Second, the big picture is that any Dragon user has access to somewhere around 450 built-in commands, where a command is defined as occupying one line in the command browser. I just estimated 450 = 9 screens @ 50 lines per screen in my command browser.
Third, KB users get another 750 built-in commands according to my estimate of the number of screens x lines-per-screen on the sidebar for my August 2020 command set version. The 750 includes global, application-specific, hardcoded, and Verbal Basic commands. I know it is not exact, but exactness is probably not important since the command load changes on each update.
COMMENTS ON INDIVIDUAL COMMAND SETS (please don't shoot me if I'm wrong)
Most of my work is in writing reports that contain some slides and graphics, so I use Word and PowerPoint a lot. Well over half of my commands, maybe 75% of them, are oriented to that workspace. And those are the commands that I use - format this line bold, format this paragraph as a quote, resize this pasted screenshot to 3x5 inches, and so on. I don't call out to any AHK or AutoIt scripts. If I have to do anything special, I do it in C#. I have so few commands for coding that they are not worth talking about. I wish I had more voice support for coding, but I haven't had the time to build any up. I know Mark has made his extensive C# coding infrastructure available to people on Github, and Edgar has also made some of his tools available. Maybe one day I will get there... :-) I am nowhere near the command count limit of Dragon and have not experienced any slowdowns that I can attribute to a large number of commands. Oh, and PS - I am also experimenting with Utter Command, which provides a built-in, non-extensible set of hardcoded DVC commands, mostly for editing in Word. It has a nice syntax that is well thought out. I am only using a half-dozen of the hundreds of commands at this point. I did not include any of those commands in my command counts above.
Edgar said he had 3189 KB commands (call it 3200), but it wasn't clear to me if that included the 750 default commands. Clearly, if Edgar has 3200 KB commands, his 130 Dragon commands that call AutoIt scripts are a small number in comparison.

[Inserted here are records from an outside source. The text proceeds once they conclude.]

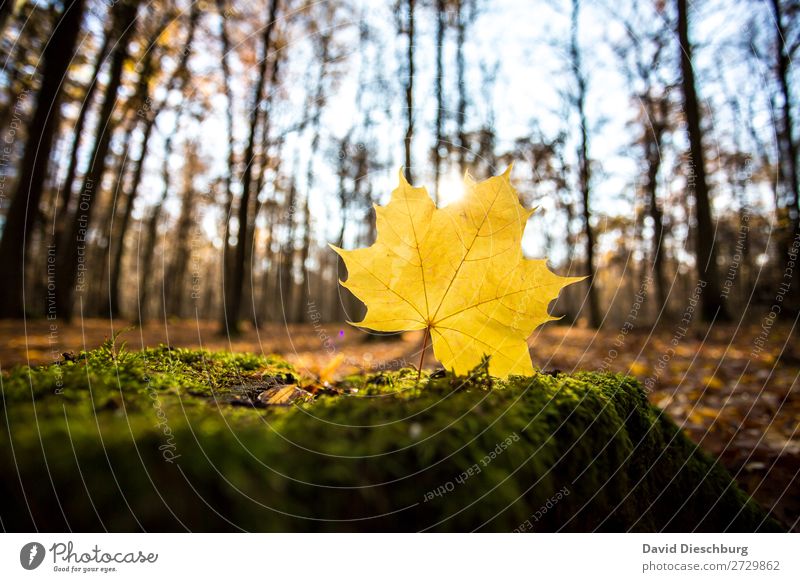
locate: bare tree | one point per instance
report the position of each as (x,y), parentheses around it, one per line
(713,307)
(233,297)
(578,100)
(72,244)
(21,216)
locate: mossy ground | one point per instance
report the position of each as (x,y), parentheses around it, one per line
(168,439)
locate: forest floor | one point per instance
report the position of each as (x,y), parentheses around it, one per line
(733,389)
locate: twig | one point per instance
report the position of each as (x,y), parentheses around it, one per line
(422,353)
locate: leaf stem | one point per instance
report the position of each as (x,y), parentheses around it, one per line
(422,353)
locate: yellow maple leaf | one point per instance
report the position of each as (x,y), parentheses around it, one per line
(457,272)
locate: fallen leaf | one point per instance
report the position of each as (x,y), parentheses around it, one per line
(457,272)
(283,395)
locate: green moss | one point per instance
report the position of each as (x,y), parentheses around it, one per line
(168,439)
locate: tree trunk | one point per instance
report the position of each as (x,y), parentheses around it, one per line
(287,258)
(72,247)
(228,208)
(707,271)
(72,169)
(788,146)
(584,166)
(657,112)
(151,234)
(149,114)
(439,138)
(410,35)
(233,297)
(175,283)
(461,108)
(22,214)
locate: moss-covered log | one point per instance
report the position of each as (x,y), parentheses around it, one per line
(178,439)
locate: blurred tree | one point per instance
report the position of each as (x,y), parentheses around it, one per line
(21,216)
(71,247)
(578,101)
(713,308)
(234,293)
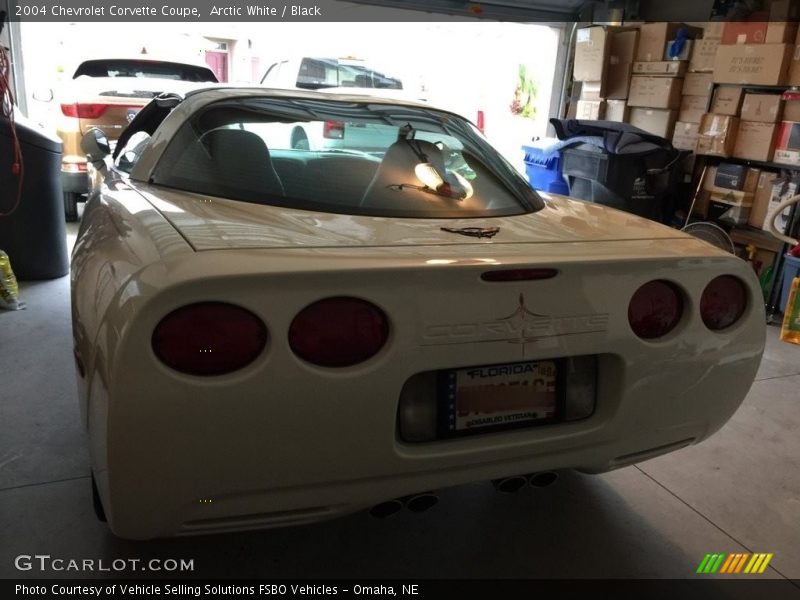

However, a few of those external callout commands apparently are workhorses for programming because they parse his utterances and insert snippets into his editor buffer. I can easily imagine that those scripts are heavily used and valuable. Edgar apparently operates near the limit of 3000 commands (or whatever it is now) in Dragon. Edgar abandoned AHK because of its weird syntax, and recommends AutoIt as a superior scripting language tool for calling external scripts (better than Dragon or KB Basic, in his opinion). Edgar also writes C# external apps (and probably Basic too).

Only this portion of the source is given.